The automaker expects to deploy the fleets in “dense urban areas” by 2019, GM President Dan Ammann said during an investor event Thursday in San Francisco. Revenue from the fleets, he said, is forecast to be in the billions soon after launch. Ammann’s comments and others during the presentation were the first public confirmations that GM plans to enter ride-sharing against the likes of Uber and Lyft, which the automaker invested $500 million in last year and Ammann holds a board seat.
GM did not specify where the fleets will launch. The company is currently testing a third-generation of self-driving vehicles based on the Chevrolet Bolt in San Francisco; Scottsdale, Ariz.; and Warren, Mich. It has plans to begin testing in New York City next year. Ammann said GM expects to the cost-per-mile of its autonomous ride-sharing vehicles under $1 by 2025 — a key, he said, to achieving profitable scale. The current cost in a city such as San Francisco, according to Ammann, is more than $3, including $2.50 for the passenger.
“We see a pretty clear path on how we can do that,” he told investors, citing GM’s plans for “Rideshare 2.0” with autonomous vehicles that don’t require paying drivers a majority of their revenue. He added that riders won’t have to talk with drivers, listen to music they don’t want to listen to and eliminate “creepy driver syndrome.”
Ammann said the lifetime revenue generation of one of its self-driving cars could eventually be in the “several hundred thousands of dollars” compared to $30,000 on average that GM collects today, which mostly comes from the initial sale.

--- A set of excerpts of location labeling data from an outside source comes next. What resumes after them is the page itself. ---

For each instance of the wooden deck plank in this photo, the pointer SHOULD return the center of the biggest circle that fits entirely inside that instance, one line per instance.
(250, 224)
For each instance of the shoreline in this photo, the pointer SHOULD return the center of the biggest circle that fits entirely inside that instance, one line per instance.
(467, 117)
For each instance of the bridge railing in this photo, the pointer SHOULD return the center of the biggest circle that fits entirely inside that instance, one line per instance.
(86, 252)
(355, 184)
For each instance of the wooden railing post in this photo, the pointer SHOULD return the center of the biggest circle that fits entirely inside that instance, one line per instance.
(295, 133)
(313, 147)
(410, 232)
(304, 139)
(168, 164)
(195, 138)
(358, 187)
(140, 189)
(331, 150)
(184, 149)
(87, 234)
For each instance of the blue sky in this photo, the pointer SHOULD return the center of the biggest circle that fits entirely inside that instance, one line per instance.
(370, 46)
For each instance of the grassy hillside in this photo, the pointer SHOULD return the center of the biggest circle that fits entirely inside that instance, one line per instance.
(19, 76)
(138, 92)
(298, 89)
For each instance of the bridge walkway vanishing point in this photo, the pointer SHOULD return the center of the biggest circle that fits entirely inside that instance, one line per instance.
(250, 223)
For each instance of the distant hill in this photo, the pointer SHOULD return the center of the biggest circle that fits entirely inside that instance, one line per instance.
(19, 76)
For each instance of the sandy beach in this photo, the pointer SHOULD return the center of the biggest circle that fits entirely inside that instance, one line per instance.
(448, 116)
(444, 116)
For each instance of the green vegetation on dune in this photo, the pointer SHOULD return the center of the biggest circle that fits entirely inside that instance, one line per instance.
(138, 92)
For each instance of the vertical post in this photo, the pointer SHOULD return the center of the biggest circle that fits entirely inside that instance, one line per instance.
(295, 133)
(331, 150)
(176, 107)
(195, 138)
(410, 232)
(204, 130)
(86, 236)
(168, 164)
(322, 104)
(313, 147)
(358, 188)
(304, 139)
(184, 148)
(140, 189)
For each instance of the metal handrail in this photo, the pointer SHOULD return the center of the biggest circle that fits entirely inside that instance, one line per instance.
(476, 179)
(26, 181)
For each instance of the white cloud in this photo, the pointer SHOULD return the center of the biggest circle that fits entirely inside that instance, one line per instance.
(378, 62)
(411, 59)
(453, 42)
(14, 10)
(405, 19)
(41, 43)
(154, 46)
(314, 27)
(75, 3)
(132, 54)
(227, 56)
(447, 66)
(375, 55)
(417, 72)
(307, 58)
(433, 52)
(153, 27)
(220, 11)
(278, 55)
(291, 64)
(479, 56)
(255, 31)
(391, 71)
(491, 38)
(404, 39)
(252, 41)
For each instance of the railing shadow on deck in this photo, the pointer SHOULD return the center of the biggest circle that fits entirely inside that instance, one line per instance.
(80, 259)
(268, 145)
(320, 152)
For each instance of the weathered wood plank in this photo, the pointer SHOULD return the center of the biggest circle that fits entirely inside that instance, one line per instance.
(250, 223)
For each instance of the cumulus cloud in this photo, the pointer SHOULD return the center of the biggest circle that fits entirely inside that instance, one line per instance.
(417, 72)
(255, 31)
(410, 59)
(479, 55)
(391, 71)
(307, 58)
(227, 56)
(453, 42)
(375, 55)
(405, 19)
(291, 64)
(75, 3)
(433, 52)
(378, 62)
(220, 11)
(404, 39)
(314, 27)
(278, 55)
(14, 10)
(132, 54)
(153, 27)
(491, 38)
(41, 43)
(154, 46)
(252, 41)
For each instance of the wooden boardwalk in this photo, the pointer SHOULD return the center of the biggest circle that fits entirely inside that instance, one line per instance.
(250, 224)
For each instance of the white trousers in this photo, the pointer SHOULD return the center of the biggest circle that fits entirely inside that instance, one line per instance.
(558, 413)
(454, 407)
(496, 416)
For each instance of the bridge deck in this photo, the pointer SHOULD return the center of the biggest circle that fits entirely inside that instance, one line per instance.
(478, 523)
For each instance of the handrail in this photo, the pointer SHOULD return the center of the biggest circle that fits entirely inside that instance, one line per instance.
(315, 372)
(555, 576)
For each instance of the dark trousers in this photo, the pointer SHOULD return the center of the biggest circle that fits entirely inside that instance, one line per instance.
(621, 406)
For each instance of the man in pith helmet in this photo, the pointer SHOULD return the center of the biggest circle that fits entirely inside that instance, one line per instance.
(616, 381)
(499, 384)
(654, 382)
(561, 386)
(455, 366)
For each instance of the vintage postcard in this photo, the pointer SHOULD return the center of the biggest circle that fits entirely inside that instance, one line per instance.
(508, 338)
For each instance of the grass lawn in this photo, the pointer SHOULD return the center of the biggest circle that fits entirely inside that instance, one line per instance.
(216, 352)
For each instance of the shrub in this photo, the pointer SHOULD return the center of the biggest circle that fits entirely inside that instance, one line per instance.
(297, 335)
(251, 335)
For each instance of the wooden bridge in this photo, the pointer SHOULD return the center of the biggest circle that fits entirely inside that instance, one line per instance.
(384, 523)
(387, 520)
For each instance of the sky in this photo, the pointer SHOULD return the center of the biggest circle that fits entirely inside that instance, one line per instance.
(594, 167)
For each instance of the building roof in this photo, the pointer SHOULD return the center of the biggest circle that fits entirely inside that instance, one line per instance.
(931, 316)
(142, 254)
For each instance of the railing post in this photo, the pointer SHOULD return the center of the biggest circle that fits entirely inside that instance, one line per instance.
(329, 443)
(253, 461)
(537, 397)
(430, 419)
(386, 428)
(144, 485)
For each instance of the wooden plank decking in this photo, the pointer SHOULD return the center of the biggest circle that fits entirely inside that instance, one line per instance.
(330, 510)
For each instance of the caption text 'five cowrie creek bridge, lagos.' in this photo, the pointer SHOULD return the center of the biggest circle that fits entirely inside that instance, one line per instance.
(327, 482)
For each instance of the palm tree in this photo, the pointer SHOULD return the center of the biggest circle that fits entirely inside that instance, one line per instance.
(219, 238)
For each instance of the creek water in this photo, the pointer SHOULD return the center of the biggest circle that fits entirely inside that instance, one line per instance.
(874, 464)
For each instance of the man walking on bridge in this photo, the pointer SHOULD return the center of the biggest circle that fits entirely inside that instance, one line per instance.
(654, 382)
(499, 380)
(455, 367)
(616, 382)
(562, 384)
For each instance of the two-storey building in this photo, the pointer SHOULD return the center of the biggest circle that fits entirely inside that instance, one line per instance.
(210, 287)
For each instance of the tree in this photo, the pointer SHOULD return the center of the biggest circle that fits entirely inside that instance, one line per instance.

GM Chief Financial Officer Chuck Stevens said its mobility services could be “potentially bigger” than its current core business, with better margins. Helping GM’s confidence with launching the fleets are advancements in its self-driving technologies and reduction in costs, including a next-generation lidar that will cost about $10,000 — roughly half of the $20,000 or so the automaker is paying now, according to Kyle Vogt, CEO of GM’s self-driving Cruise Automation unit.